Une grenouille morte dans le bec, Hedwige lui adressa de ses grands yeux ronds et ambrés un regard de reproche.
– Viens là, dit-il.
Harry prit les trois petits rouleaux de parchemin ainsi qu’une lanière de cuir et les attacha à la patte rugueuse d’Hedwige.
– Dépêche-toi d’apporter ça à Sirius, Ron et Hermione et ne reviens pas sans avoir obtenu des réponses détaillées. S’il le faut, donne-leur des coups de bec jusqu’à ce qu’ils se décident à écrire des lettres d’une longueur convenable. Compris ?
Hedwige, le bec toujours plein de grenouille, émit un hululement étouffé.
– Alors, vas-y, dit Harry.
Elle s’envola aussitôt. Dès qu’elle fut partie, Harry se jeta sur le lit sans se déshabiller et fixa le plafond obscur. Pour ajouter à ses malheurs, il se sentait coupable à présent d’avoir été désagréable avec Hedwige. Elle était pourtant sa seule amie au 4, Privet Drive. Mais il se rattraperait lorsqu’elle reviendrait avec les réponses de Sirius, Ron et Hermione.
Ils allaient certainement lui écrire très vite. Impossible d’ignorer une attaque de Détraqueurs. Lorsqu’il se réveillerait le lendemain matin, il trouverait trois bonnes grosses lettres débordantes d’affection et un plan de bataille pour son transfert immédiat au Terrier. Ces certitudes rassurantes en tête, il se laissa submerger par un sommeil qui étouffa toute autre pensée.
Mais le lendemain matin, Hedwige n’était toujours pas revenue. Harry passa toute la journée dans sa chambre qu’il ne quittait que pour aller aux toilettes. À trois reprises ce jour-là, la tante Pétunia lui glissa de quoi manger à travers la petite trappe que l’oncle Vernon avait aménagée dans la porte, trois ans auparavant. Chaque fois qu’il entendait sa tante approcher, Harry essayait de l’interroger au sujet de la Beuglante mais il aurait pu tout aussi bien s’adresser à la poignée de la porte. Le reste du temps, les Dursley restaient soigneusement à l’écart de sa chambre et il n’avait aucune raison de leur imposer sa compagnie. Une autre dispute n’aboutirait qu’à un nouvel accès de colère qui pourrait l’inciter une fois de plus à faire un usage illégal de sa baguette magique.

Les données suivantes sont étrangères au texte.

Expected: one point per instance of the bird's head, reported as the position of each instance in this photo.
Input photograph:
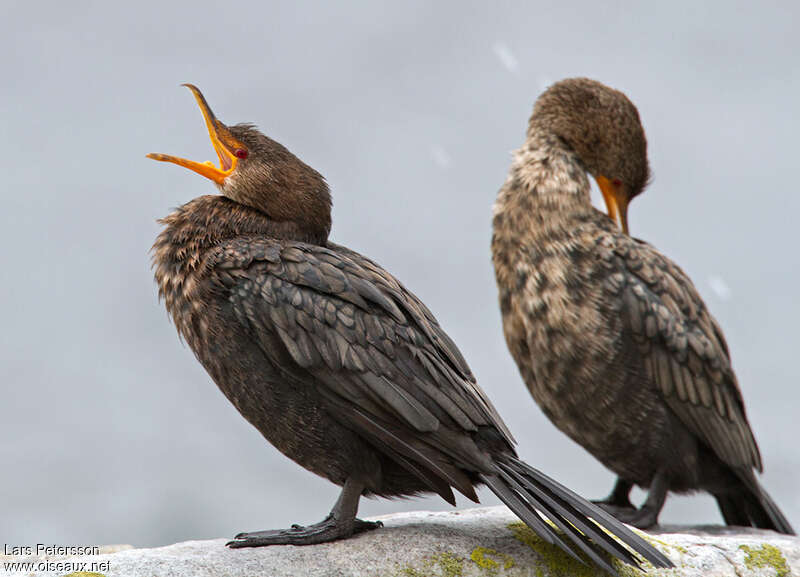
(603, 128)
(261, 173)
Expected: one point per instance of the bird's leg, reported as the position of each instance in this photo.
(647, 515)
(340, 523)
(619, 499)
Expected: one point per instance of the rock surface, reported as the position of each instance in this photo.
(472, 542)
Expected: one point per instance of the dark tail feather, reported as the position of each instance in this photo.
(751, 506)
(527, 491)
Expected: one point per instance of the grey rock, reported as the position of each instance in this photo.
(471, 542)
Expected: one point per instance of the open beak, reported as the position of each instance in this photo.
(616, 202)
(219, 134)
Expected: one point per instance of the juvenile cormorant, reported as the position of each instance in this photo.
(610, 336)
(334, 361)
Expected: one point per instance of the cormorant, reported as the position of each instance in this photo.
(334, 361)
(610, 336)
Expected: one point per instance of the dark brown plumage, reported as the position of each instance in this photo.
(611, 337)
(334, 361)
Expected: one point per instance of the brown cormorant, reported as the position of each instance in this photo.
(334, 361)
(610, 336)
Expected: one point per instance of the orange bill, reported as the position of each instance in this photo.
(223, 141)
(616, 201)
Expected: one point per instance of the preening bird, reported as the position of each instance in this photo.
(335, 362)
(610, 336)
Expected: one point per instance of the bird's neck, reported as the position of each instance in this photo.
(547, 191)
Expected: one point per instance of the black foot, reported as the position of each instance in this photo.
(643, 518)
(613, 509)
(326, 530)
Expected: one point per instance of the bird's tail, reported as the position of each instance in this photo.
(527, 492)
(749, 505)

Il en alla ainsi pendant trois jours entiers. Parfois, Harry débordait d’une énergie frénétique qui l’empêchait de se concentrer sur quoi que ce soit – il arpentait alors sa chambre de long en large, furieux contre tous ceux qui le laissaient mijoter dans cette lamentable situation. À d’autres moments, il sombrait dans une léthargie telle qu’il pouvait rester étendu sur son lit une heure durant, le regard vide, à songer avec une appréhension douloureuse au jour où il devrait comparaître devant les instances disciplinaires du ministère de la Magie.
Et si leur décision lui était défavorable ? S’il était vraiment expulsé, si on brisait sa baguette magique ? Que ferait-il, où irait-il ? Il ne pourrait pas revenir habiter toute l’année chez les Dursley, maintenant qu’il avait connu l’autre monde, celui auquel il appartenait véritablement. Pourrait-il déménager chez Sirius, comme celui-ci le lui avait suggéré un an plus tôt, avant qu’il soit contraint de prendre la fuite ? Harry serait-il autorisé à vivre là-bas tout seul, compte tenu de son jeune âge ? Ou bien déciderait-on à sa place de l’endroit où il devrait aller ? Son infraction au Code international du secret magique était-elle suffisamment grave pour qu’on l’envoie dans une cellule d’Azkaban ? Chaque fois que cette pensée lui venait en tête, il se levait de son lit et se remettait à faire les cent pas.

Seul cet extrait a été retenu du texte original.